Bienvenido a Tango Porteño

Tango Porteño, esta unión de dos palabras resume en un sólido mensaje la esencia misma de la identidad de una gran ciudad… porque ser Porteño es haber nacido en Buenos Aires… y el Tango nació y vive en Buenos Aires… la “Ciudad del Tango”.
En los finales de la década del 20´, existía, al 700 de la mítica calle Corrientes (aun angosta) un pequeño teatro que estaba ubicado justamente enfrente del también mítico Tabaris. El Teatro Porteño En ese teatro debutó, alrededor de 1925, Maurice Chevalier, un famoso artista francés quien estrenó también un tango escrito en su honor por Pracánico: Tango Porteño, que fuera grabado por Carlos Gardel para el sello Odeón en ese mismo año.
Tango Porteño recupera esa esencia y la cristaliza en un lugar único e irrepetible. Recrea majestuosamente en un edificio de aquellos años que supo ser un cine-teatro propiedad de la Metro Goldwyn Meyer.

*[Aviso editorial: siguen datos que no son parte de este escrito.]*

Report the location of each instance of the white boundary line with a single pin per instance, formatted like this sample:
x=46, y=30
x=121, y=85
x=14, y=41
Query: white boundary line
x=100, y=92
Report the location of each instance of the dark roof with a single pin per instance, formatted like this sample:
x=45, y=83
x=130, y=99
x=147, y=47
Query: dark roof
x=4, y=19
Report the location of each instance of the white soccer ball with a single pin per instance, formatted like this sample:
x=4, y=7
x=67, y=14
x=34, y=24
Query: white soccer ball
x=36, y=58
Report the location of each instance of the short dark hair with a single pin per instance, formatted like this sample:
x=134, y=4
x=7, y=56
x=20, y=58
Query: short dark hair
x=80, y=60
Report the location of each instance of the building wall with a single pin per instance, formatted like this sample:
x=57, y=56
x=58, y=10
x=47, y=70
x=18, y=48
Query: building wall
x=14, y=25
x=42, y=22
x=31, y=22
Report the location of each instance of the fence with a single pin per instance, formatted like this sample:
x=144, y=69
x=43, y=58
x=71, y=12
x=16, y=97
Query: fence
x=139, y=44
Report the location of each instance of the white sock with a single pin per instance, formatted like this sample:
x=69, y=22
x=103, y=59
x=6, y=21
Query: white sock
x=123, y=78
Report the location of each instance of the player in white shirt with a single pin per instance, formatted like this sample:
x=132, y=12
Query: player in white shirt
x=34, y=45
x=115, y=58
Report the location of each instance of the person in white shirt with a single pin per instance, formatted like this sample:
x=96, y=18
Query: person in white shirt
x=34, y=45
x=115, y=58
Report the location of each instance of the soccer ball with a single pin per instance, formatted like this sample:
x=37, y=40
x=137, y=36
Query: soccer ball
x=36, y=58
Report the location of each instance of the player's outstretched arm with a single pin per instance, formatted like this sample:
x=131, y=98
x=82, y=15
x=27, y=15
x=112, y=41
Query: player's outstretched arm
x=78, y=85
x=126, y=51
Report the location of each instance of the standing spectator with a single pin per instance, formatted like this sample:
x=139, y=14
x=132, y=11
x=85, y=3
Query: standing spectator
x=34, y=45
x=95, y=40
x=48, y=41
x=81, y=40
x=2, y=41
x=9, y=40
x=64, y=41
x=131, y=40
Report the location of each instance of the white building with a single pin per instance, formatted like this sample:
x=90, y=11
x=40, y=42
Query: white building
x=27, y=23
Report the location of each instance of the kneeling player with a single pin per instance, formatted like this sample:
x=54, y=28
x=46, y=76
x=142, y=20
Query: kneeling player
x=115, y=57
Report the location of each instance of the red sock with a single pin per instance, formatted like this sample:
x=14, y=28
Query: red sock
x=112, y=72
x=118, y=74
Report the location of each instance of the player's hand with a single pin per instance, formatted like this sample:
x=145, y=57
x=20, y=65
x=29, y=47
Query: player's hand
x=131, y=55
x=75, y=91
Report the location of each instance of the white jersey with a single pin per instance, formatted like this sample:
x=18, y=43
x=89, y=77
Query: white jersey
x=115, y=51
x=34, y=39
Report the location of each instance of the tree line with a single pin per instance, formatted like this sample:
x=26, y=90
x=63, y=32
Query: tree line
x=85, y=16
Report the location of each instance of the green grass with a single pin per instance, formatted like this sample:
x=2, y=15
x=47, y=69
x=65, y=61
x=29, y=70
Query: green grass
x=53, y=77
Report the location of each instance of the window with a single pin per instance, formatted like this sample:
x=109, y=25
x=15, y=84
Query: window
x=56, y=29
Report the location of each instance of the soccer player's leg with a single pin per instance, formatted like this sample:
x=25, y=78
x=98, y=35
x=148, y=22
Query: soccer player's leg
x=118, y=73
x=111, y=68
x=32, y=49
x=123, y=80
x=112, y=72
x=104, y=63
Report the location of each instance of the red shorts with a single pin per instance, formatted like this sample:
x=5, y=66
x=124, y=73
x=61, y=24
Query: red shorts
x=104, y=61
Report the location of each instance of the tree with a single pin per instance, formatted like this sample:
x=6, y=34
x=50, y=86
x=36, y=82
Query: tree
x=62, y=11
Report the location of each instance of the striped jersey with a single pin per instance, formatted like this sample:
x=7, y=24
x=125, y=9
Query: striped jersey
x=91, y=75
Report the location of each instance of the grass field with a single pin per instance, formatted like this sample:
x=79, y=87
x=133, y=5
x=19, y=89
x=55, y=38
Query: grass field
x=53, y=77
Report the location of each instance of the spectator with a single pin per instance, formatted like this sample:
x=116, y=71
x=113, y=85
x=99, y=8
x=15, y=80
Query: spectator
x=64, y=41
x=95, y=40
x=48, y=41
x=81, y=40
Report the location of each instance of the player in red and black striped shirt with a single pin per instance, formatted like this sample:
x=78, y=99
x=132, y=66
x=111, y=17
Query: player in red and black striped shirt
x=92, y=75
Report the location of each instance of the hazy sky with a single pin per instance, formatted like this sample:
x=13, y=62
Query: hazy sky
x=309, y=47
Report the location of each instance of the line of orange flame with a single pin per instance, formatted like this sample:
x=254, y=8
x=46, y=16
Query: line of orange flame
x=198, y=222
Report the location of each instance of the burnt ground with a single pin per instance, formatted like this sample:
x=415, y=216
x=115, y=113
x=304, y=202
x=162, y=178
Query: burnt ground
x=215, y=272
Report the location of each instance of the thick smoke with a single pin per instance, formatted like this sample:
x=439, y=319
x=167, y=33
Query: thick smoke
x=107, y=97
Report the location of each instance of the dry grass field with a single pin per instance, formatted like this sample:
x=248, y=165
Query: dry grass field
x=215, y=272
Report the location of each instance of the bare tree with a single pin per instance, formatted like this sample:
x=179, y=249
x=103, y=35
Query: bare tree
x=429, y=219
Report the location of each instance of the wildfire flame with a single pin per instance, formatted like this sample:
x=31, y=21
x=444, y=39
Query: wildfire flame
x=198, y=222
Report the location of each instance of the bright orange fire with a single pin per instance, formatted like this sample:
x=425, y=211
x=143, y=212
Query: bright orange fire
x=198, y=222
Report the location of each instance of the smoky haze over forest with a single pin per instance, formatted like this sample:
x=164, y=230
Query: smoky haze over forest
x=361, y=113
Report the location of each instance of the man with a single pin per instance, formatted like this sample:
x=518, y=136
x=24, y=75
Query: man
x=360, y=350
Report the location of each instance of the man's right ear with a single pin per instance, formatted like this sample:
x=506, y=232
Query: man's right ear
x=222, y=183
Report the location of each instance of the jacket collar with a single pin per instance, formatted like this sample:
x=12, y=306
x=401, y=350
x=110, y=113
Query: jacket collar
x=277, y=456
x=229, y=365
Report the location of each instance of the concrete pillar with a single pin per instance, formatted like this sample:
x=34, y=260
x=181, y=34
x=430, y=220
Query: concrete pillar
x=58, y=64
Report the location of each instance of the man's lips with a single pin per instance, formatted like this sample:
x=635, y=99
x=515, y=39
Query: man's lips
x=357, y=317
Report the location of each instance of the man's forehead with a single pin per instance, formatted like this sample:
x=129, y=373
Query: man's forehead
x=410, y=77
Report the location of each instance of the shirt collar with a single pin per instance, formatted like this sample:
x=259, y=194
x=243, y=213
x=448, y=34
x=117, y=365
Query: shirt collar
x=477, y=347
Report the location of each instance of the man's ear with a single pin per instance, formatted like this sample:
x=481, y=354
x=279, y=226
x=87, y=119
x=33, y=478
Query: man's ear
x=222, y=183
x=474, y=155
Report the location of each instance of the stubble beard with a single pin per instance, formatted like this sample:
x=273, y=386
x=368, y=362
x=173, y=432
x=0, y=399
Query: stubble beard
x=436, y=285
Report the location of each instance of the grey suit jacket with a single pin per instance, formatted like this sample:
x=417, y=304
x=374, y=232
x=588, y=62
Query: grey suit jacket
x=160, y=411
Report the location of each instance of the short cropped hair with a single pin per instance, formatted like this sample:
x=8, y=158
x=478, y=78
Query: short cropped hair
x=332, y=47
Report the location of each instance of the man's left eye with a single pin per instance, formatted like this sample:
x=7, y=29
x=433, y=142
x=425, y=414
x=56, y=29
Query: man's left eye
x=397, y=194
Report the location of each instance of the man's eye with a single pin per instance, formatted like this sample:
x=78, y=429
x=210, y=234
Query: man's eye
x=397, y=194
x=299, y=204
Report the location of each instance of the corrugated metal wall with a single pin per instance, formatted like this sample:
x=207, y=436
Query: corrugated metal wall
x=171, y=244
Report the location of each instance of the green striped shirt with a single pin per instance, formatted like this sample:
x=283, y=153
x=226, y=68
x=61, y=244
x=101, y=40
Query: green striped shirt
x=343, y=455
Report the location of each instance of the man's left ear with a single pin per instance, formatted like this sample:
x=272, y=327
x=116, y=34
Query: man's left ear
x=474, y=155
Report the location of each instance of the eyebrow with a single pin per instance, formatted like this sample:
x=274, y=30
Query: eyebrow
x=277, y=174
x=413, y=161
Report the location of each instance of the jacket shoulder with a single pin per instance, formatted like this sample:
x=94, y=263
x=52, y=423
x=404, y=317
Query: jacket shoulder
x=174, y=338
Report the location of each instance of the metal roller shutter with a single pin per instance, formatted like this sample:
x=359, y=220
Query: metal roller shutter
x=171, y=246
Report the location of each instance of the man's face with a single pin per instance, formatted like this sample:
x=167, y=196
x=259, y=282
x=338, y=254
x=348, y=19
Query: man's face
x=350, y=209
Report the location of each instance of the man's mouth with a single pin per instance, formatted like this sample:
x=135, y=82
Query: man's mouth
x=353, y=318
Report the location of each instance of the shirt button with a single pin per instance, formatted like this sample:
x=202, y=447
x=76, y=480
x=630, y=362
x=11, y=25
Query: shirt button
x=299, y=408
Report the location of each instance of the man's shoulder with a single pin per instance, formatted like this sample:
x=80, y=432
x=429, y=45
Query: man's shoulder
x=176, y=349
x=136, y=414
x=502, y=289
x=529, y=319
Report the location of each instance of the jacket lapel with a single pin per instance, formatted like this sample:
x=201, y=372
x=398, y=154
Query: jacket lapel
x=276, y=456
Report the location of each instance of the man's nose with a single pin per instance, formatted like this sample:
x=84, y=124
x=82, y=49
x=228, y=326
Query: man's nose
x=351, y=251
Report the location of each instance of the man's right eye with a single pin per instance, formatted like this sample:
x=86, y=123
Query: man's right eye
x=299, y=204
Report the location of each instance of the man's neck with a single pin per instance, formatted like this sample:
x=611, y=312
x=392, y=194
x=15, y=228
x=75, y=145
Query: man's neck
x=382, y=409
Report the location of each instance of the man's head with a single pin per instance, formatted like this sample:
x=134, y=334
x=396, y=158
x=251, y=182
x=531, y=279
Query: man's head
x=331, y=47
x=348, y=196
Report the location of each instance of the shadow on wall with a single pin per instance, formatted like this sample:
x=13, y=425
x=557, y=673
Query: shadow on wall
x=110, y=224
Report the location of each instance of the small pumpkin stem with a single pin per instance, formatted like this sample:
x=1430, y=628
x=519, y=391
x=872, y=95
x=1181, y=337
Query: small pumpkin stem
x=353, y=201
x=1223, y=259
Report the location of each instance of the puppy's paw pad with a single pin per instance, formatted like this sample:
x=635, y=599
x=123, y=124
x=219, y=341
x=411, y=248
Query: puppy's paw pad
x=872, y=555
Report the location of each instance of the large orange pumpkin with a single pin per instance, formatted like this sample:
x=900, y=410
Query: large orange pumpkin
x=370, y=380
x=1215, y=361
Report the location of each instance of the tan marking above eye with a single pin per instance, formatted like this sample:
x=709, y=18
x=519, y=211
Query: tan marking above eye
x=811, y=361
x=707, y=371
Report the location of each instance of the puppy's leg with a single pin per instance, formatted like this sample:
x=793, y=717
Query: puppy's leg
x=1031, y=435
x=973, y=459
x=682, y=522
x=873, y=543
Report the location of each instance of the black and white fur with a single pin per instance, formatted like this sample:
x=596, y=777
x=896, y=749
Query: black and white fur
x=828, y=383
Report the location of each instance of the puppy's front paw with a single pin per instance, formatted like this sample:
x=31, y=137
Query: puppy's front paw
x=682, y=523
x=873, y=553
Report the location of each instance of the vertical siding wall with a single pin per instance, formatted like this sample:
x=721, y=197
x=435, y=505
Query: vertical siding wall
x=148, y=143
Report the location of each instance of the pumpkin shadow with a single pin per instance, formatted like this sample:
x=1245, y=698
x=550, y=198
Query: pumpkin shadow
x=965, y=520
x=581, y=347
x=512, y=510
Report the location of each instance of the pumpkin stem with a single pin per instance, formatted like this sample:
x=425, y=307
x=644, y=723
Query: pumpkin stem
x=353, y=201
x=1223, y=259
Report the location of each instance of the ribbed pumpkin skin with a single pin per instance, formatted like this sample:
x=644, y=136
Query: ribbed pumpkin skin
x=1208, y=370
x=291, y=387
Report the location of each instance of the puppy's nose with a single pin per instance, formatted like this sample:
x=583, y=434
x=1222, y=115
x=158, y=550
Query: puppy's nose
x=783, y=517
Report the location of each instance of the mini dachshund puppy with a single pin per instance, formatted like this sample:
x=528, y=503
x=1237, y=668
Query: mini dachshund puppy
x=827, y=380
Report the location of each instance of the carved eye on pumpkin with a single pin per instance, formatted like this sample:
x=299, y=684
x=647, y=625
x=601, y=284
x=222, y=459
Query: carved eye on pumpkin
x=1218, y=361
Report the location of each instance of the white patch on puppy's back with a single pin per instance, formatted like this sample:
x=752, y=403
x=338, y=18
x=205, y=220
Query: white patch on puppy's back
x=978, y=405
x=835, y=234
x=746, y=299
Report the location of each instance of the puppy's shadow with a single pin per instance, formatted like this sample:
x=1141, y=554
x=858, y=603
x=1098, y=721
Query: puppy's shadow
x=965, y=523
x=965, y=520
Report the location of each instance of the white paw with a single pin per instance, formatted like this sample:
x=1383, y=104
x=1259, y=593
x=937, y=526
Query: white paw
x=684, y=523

El viejo y querido Metro, a solo pocos pasos del Obelisco, transformado en Tango Porteño, un lugar que combina una refinadísima ambientación y rescata el puro estilo decó de la época complementándose con un elenco artístico, producciones insuperables y un despliegue gastronómico de gran calidad que hace honor a la época que representa.
El compromiso era grande pero la misión esta cumplida Tango Porteño es la imagen de Buenos Aires.